Once in the water, Lemp realised U-110 wasn’t sinking and attempted to
swim back to her, this was the last anyone saw of him. HMS Bulldog
prepared and sent a boarding party under the command of Lieutenant David
Balme. They were able to secure the Enigma Machine and the complete set
of codebooks and stripped the boat of anything useful after a number of
trips. William Stewart Pollock, a Radio Operator on loan to Bulldog was
the man responsible for securing the Enigma machine and Codebooks
because he thought they looked out of place in the Radio Room.

The Admiralty realised the significance of the capture and the recovered
equipment and information. In order to preserve the secrecy of the
seizure of the Enigma Information they ordered the U-Boat scuttled and
the crew were sent to Iceland to be interned.

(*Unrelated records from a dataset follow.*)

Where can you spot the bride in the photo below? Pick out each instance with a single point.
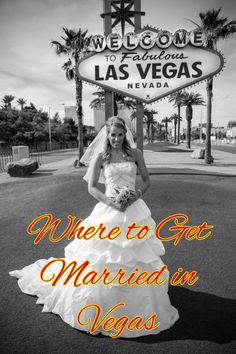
(121, 305)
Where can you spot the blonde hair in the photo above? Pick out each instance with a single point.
(127, 150)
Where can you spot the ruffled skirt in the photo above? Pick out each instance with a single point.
(106, 307)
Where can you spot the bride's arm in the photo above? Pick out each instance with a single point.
(143, 171)
(93, 181)
(138, 156)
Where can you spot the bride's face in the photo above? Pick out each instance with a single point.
(116, 137)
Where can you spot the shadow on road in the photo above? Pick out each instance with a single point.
(203, 317)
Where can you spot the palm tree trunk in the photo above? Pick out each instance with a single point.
(79, 113)
(189, 115)
(188, 133)
(175, 123)
(178, 134)
(208, 158)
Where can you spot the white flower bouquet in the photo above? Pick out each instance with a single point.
(123, 195)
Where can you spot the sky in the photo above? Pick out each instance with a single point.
(30, 69)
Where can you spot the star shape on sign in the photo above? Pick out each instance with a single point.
(122, 13)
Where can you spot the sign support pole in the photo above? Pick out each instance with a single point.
(109, 96)
(139, 105)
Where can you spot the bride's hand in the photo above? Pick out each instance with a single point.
(118, 206)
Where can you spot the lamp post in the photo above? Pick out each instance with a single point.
(49, 128)
(49, 124)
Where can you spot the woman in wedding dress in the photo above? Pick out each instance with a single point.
(124, 302)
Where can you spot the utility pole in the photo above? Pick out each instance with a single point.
(121, 11)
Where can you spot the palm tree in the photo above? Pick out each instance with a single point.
(166, 120)
(74, 46)
(189, 100)
(176, 98)
(214, 28)
(148, 118)
(21, 102)
(150, 121)
(118, 100)
(174, 117)
(7, 100)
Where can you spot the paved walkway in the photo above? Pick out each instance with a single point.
(172, 157)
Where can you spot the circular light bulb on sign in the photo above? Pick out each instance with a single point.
(164, 39)
(181, 38)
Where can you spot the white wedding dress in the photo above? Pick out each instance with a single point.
(67, 300)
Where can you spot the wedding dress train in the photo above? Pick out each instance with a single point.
(134, 255)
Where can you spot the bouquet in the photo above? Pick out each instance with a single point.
(123, 195)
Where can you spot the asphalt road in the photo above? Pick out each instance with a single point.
(223, 147)
(159, 146)
(206, 309)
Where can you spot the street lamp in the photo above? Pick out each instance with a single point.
(49, 124)
(49, 129)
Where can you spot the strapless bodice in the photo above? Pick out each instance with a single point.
(119, 174)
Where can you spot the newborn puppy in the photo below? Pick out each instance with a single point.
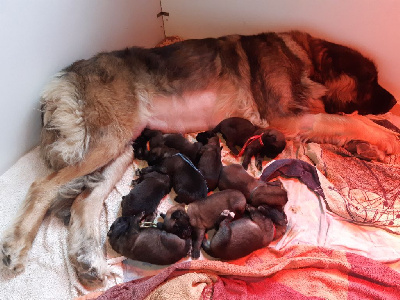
(236, 131)
(186, 180)
(264, 142)
(202, 215)
(237, 238)
(257, 192)
(166, 143)
(150, 245)
(277, 216)
(210, 164)
(146, 195)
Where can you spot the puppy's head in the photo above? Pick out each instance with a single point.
(203, 137)
(352, 82)
(177, 221)
(274, 142)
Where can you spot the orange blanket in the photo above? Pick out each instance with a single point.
(300, 272)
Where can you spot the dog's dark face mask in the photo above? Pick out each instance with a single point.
(352, 82)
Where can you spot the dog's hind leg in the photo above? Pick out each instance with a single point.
(85, 249)
(18, 239)
(339, 130)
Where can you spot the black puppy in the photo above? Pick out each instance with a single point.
(257, 192)
(236, 131)
(264, 142)
(234, 239)
(146, 195)
(155, 145)
(253, 141)
(186, 180)
(210, 164)
(150, 245)
(202, 215)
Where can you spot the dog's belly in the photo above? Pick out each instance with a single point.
(184, 114)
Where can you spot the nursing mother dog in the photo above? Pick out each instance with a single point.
(93, 110)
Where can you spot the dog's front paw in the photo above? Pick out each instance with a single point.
(90, 264)
(13, 254)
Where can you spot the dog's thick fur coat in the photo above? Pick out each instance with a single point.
(94, 108)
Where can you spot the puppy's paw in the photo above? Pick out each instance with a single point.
(195, 253)
(13, 254)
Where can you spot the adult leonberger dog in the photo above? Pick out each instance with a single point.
(94, 109)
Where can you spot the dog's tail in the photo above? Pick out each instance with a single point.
(64, 138)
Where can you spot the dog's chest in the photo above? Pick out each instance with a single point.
(190, 112)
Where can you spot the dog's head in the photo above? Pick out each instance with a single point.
(177, 221)
(351, 80)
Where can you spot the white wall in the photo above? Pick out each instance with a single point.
(38, 38)
(371, 26)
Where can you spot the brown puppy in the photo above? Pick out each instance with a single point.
(210, 164)
(150, 245)
(146, 195)
(202, 215)
(186, 180)
(163, 145)
(267, 142)
(257, 192)
(237, 238)
(235, 131)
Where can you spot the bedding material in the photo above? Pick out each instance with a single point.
(334, 243)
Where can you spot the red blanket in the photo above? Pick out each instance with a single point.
(302, 272)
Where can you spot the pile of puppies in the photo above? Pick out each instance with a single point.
(246, 213)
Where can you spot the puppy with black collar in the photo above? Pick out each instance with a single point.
(237, 238)
(148, 244)
(186, 180)
(146, 195)
(197, 217)
(210, 164)
(257, 192)
(264, 142)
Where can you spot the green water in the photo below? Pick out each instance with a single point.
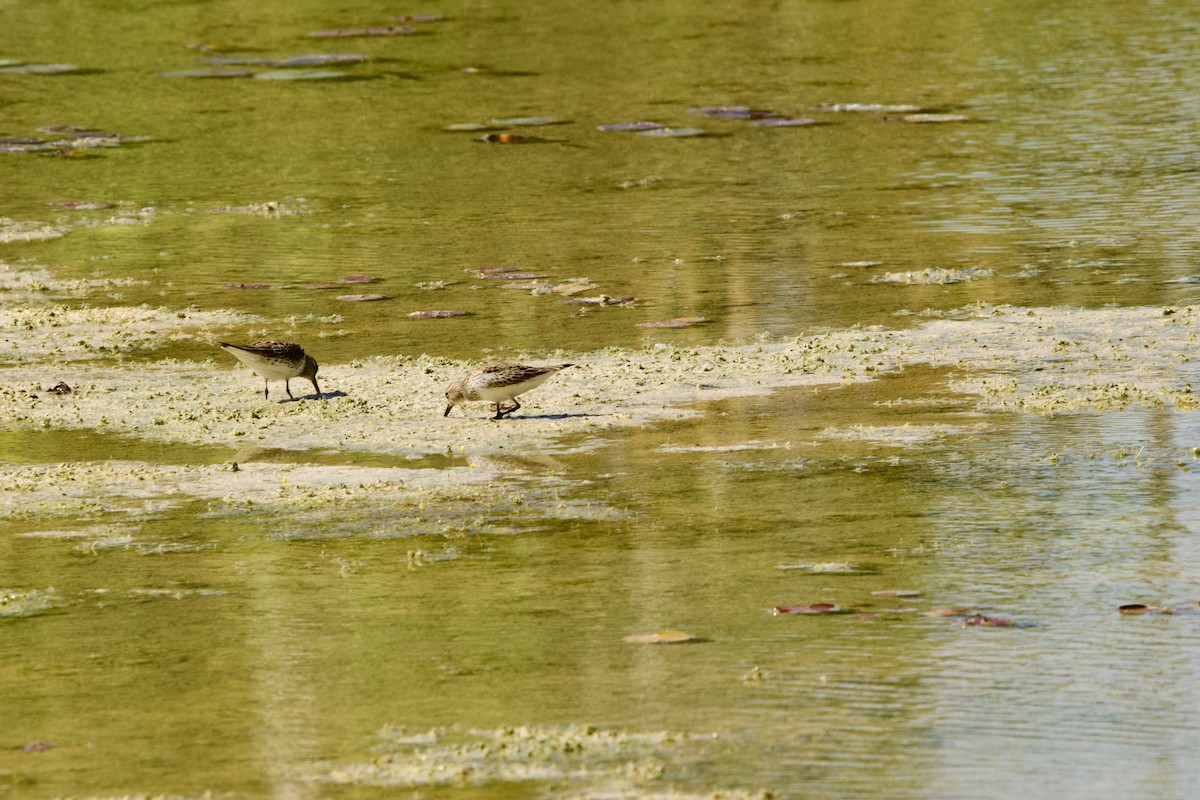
(233, 654)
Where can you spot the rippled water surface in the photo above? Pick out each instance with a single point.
(180, 650)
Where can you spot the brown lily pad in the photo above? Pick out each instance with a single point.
(661, 637)
(360, 298)
(815, 608)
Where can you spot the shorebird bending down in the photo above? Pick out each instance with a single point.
(497, 383)
(276, 361)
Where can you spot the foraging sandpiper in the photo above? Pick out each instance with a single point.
(497, 383)
(276, 361)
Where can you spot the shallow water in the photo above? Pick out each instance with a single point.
(178, 644)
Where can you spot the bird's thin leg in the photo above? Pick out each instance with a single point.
(501, 415)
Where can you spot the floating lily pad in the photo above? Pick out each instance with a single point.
(508, 138)
(239, 60)
(511, 276)
(360, 298)
(211, 72)
(947, 612)
(382, 30)
(935, 118)
(300, 74)
(1140, 608)
(870, 108)
(603, 300)
(678, 322)
(630, 126)
(815, 608)
(526, 121)
(672, 133)
(661, 637)
(321, 59)
(783, 121)
(81, 205)
(468, 127)
(731, 113)
(573, 288)
(40, 68)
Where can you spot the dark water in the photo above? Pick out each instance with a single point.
(233, 654)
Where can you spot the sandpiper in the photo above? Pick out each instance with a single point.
(276, 361)
(497, 383)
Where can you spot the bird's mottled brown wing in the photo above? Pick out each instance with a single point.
(271, 349)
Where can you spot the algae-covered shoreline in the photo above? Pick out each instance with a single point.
(1033, 360)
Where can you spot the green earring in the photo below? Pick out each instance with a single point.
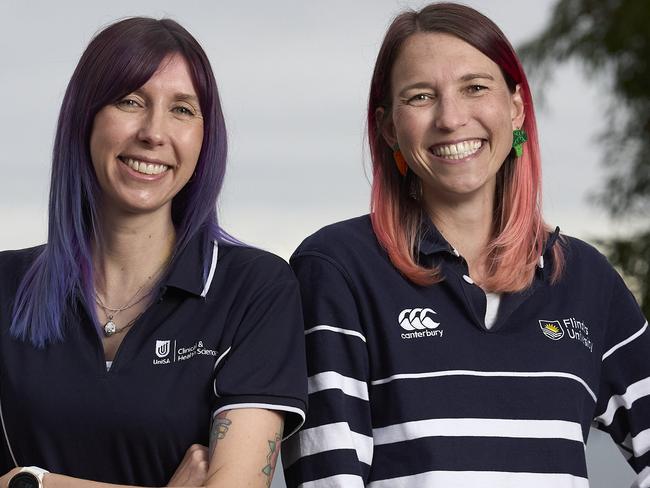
(519, 136)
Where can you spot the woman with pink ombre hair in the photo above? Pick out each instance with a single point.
(453, 338)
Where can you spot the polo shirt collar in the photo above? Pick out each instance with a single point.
(187, 269)
(431, 240)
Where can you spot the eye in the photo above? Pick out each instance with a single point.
(128, 103)
(476, 89)
(420, 99)
(184, 110)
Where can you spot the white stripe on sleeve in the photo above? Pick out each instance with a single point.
(633, 392)
(479, 427)
(338, 330)
(337, 481)
(625, 342)
(484, 479)
(329, 437)
(641, 443)
(332, 380)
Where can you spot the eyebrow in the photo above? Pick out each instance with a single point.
(179, 96)
(413, 86)
(474, 76)
(186, 97)
(464, 78)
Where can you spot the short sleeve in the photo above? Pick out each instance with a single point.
(264, 367)
(334, 449)
(623, 406)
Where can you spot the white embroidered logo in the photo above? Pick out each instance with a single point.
(162, 349)
(575, 329)
(419, 323)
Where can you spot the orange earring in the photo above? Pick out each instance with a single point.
(402, 167)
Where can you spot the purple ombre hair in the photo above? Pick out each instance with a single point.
(119, 60)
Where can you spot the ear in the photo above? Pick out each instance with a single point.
(385, 126)
(517, 110)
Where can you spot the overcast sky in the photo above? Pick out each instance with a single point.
(293, 78)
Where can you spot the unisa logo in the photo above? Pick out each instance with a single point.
(419, 322)
(552, 329)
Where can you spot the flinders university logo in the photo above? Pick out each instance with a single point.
(552, 329)
(162, 349)
(419, 323)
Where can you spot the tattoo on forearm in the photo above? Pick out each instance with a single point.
(272, 458)
(219, 429)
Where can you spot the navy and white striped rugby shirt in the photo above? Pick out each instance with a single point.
(407, 388)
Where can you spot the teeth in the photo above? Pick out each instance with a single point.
(458, 151)
(146, 168)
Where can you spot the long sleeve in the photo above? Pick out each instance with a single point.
(623, 407)
(335, 446)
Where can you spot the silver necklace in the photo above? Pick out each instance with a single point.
(110, 328)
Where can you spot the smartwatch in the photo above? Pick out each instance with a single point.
(28, 477)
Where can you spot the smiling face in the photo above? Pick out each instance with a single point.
(145, 147)
(452, 116)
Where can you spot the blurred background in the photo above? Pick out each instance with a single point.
(294, 77)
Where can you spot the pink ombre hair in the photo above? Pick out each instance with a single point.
(520, 233)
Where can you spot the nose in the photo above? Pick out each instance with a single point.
(450, 114)
(152, 131)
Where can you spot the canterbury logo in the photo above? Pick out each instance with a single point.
(417, 319)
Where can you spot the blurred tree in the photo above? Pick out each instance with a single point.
(611, 37)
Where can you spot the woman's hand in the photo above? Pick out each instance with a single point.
(193, 469)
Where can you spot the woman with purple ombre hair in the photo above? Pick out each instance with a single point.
(143, 345)
(453, 338)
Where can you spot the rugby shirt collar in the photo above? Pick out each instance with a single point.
(187, 270)
(431, 240)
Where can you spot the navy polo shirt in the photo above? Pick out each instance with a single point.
(231, 339)
(408, 388)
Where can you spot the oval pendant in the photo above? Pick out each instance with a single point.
(109, 328)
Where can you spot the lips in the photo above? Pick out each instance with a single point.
(458, 150)
(144, 167)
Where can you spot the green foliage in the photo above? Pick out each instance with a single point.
(611, 37)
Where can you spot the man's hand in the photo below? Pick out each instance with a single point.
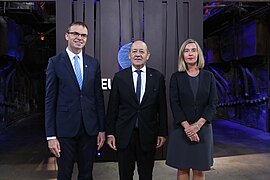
(160, 141)
(100, 140)
(111, 142)
(54, 147)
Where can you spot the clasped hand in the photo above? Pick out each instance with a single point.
(191, 132)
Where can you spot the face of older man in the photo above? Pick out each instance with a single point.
(139, 54)
(76, 37)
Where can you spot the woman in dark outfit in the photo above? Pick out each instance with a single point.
(193, 99)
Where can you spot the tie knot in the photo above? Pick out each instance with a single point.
(138, 71)
(76, 57)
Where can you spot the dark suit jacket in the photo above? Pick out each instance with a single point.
(183, 104)
(123, 109)
(66, 105)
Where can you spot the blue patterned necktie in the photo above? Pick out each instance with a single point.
(138, 92)
(77, 69)
(139, 84)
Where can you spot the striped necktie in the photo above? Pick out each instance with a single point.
(77, 70)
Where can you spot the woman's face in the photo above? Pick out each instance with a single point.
(191, 54)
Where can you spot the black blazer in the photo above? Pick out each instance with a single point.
(66, 105)
(183, 104)
(123, 109)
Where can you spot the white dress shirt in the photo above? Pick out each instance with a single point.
(71, 56)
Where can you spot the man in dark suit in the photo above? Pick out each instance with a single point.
(74, 106)
(136, 122)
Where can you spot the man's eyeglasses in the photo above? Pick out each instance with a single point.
(190, 50)
(76, 34)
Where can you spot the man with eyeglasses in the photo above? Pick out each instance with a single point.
(74, 106)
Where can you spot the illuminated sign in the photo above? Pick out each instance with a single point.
(106, 84)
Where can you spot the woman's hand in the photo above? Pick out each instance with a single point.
(192, 130)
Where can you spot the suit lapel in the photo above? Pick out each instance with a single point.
(69, 67)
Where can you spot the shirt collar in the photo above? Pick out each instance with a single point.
(143, 69)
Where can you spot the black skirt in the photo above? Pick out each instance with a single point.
(184, 154)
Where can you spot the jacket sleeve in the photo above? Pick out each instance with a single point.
(163, 120)
(175, 101)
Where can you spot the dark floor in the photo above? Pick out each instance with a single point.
(241, 153)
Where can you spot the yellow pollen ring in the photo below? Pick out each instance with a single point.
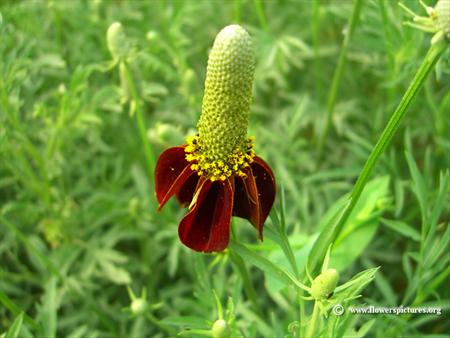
(219, 170)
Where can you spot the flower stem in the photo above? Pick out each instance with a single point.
(245, 275)
(315, 28)
(312, 323)
(332, 94)
(149, 156)
(327, 237)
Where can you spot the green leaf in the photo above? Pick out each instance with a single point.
(402, 228)
(261, 262)
(362, 224)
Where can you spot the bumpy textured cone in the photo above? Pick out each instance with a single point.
(443, 16)
(228, 94)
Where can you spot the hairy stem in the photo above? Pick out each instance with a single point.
(327, 237)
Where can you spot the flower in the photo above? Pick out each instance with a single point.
(216, 173)
(437, 21)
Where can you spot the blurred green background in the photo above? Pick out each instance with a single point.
(78, 220)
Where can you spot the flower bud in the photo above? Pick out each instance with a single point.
(139, 306)
(117, 41)
(324, 284)
(221, 329)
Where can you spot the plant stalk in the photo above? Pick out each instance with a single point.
(327, 237)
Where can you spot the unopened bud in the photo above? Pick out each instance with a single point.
(324, 284)
(139, 306)
(221, 329)
(117, 41)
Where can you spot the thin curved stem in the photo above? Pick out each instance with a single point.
(327, 237)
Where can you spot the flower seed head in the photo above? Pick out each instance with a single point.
(324, 284)
(228, 94)
(442, 10)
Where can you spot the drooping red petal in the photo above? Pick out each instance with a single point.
(265, 184)
(186, 192)
(171, 173)
(206, 227)
(246, 200)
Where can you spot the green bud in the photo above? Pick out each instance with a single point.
(324, 284)
(221, 329)
(228, 94)
(139, 306)
(117, 41)
(442, 10)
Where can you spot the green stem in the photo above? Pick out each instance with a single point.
(327, 237)
(332, 94)
(149, 157)
(312, 323)
(245, 275)
(316, 46)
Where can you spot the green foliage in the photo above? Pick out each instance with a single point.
(80, 133)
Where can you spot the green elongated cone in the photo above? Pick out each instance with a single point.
(228, 94)
(442, 9)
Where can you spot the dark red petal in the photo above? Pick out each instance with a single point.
(171, 172)
(246, 200)
(265, 184)
(186, 192)
(206, 227)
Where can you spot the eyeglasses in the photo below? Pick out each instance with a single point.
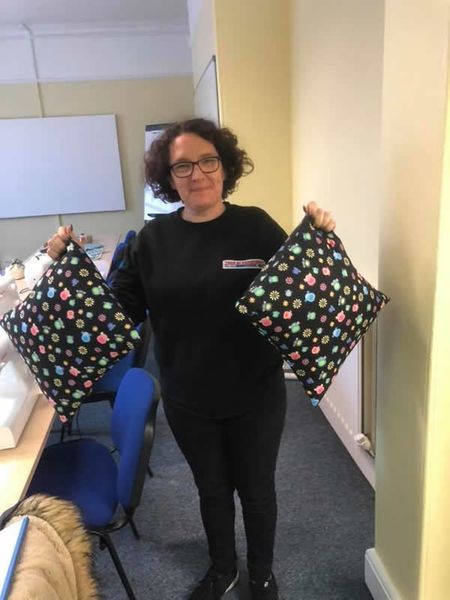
(209, 164)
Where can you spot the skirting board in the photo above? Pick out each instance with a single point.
(376, 578)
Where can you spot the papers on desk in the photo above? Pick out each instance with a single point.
(11, 539)
(93, 250)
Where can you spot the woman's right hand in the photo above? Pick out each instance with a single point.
(57, 244)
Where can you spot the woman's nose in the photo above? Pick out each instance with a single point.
(196, 172)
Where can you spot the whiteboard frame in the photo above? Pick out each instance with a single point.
(59, 165)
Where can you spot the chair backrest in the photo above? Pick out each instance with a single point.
(132, 432)
(110, 381)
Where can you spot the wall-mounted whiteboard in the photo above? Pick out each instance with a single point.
(206, 97)
(59, 165)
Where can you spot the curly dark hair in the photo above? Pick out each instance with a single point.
(234, 160)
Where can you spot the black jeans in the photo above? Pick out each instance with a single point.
(236, 453)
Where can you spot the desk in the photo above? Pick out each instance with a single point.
(17, 465)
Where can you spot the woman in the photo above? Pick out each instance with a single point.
(223, 385)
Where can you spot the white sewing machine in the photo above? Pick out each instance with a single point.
(18, 389)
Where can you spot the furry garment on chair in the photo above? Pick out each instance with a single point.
(56, 560)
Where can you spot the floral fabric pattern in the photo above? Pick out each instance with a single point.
(313, 305)
(69, 330)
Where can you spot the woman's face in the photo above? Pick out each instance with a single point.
(201, 193)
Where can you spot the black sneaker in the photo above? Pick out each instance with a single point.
(214, 586)
(264, 590)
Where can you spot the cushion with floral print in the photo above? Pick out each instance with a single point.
(312, 304)
(69, 330)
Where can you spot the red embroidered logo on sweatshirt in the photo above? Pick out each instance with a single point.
(248, 263)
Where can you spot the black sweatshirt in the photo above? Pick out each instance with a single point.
(213, 362)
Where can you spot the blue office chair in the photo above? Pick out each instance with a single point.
(84, 471)
(106, 387)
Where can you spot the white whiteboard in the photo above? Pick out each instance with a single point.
(59, 165)
(206, 99)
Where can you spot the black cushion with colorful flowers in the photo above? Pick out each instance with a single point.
(69, 330)
(312, 304)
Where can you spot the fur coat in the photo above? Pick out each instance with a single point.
(55, 561)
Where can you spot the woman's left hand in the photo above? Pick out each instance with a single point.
(321, 219)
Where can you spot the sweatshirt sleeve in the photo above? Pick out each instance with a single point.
(127, 285)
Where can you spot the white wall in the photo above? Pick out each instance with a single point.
(82, 53)
(337, 50)
(140, 74)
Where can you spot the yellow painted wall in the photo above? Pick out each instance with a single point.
(435, 572)
(253, 61)
(136, 103)
(408, 479)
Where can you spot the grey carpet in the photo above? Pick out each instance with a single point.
(325, 523)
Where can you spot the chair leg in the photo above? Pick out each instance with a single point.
(116, 560)
(133, 527)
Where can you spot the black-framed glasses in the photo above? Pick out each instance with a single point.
(209, 164)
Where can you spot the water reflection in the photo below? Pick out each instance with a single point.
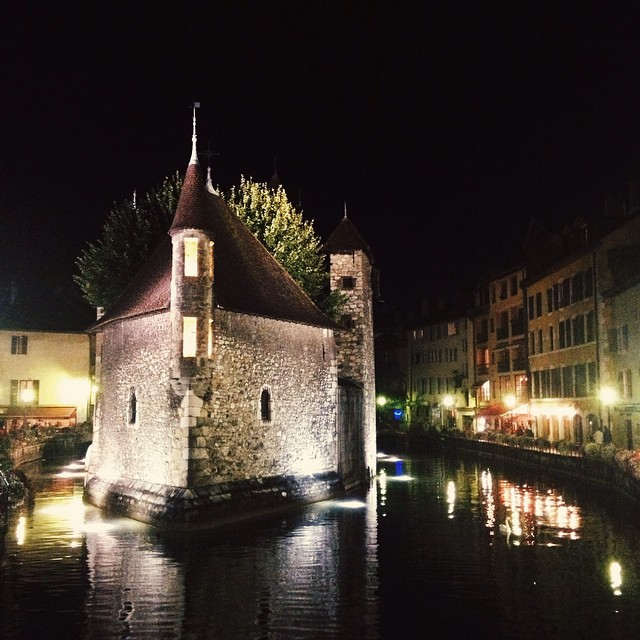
(423, 548)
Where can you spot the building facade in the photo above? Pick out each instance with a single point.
(45, 357)
(224, 391)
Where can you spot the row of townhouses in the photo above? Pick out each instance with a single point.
(549, 347)
(46, 356)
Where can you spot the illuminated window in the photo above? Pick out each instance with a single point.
(189, 335)
(265, 405)
(24, 392)
(191, 256)
(19, 345)
(347, 321)
(133, 406)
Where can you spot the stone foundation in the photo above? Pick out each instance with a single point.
(201, 507)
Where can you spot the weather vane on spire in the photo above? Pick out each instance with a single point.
(194, 153)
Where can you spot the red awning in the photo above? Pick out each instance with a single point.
(497, 409)
(37, 412)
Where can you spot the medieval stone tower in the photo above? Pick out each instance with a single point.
(224, 390)
(351, 273)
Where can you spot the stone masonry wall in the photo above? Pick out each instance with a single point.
(136, 355)
(296, 364)
(355, 347)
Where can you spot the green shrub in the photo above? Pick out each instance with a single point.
(592, 450)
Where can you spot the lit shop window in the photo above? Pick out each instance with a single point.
(191, 256)
(189, 333)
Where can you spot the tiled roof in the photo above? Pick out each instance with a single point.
(345, 239)
(247, 279)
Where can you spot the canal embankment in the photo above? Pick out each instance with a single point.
(603, 467)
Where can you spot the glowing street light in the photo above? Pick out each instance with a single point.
(447, 402)
(608, 396)
(510, 401)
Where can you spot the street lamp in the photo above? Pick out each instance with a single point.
(447, 402)
(26, 395)
(510, 401)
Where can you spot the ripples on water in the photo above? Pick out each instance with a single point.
(421, 553)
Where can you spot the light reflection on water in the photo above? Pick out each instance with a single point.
(425, 547)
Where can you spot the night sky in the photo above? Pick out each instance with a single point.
(444, 127)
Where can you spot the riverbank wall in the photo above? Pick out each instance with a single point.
(602, 474)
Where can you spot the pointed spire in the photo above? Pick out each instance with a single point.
(192, 211)
(194, 138)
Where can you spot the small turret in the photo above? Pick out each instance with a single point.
(191, 281)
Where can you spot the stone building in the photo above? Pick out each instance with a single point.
(224, 391)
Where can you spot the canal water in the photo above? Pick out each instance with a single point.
(422, 553)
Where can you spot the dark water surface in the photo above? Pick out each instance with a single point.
(420, 554)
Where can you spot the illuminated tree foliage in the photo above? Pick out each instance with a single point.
(129, 235)
(289, 238)
(133, 230)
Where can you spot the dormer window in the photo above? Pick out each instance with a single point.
(191, 257)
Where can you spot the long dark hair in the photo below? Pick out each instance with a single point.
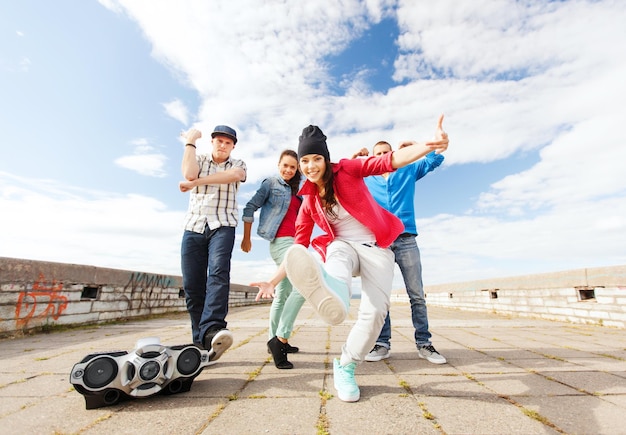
(294, 182)
(329, 193)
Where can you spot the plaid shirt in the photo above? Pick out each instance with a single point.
(214, 205)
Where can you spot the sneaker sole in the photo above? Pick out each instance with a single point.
(220, 344)
(377, 357)
(305, 275)
(353, 398)
(433, 361)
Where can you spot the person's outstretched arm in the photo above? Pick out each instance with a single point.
(409, 154)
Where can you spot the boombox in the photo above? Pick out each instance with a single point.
(107, 378)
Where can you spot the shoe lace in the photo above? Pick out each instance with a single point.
(430, 348)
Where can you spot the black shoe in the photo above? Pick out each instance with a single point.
(279, 354)
(217, 341)
(288, 348)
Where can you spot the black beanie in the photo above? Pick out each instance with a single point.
(313, 141)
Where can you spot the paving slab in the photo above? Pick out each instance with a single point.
(504, 375)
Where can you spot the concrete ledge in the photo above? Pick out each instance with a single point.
(38, 294)
(594, 295)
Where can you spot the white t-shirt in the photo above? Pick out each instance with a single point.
(347, 228)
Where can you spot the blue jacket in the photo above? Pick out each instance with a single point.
(273, 198)
(396, 193)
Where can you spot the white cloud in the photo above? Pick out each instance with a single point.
(144, 161)
(511, 77)
(177, 110)
(65, 224)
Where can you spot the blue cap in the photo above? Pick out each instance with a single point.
(224, 130)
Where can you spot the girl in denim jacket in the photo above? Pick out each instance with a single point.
(279, 206)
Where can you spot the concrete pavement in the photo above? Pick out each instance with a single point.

The capture allowed the code breakers at Bletchley Park to crack the
German Navy’s codes and gave them unparalleled insight into the more
secure operations that the Kreigsmarine used with regard to its
encryption. Much work would still need to be done ---"

https://forcesreunited.wordpress.com/2013/08/12/taking-enigma-the-story-of-hms-bulldog-and-u-110/

https://en.wikipedia.org/wiki/German_submarine_U-110_(1940)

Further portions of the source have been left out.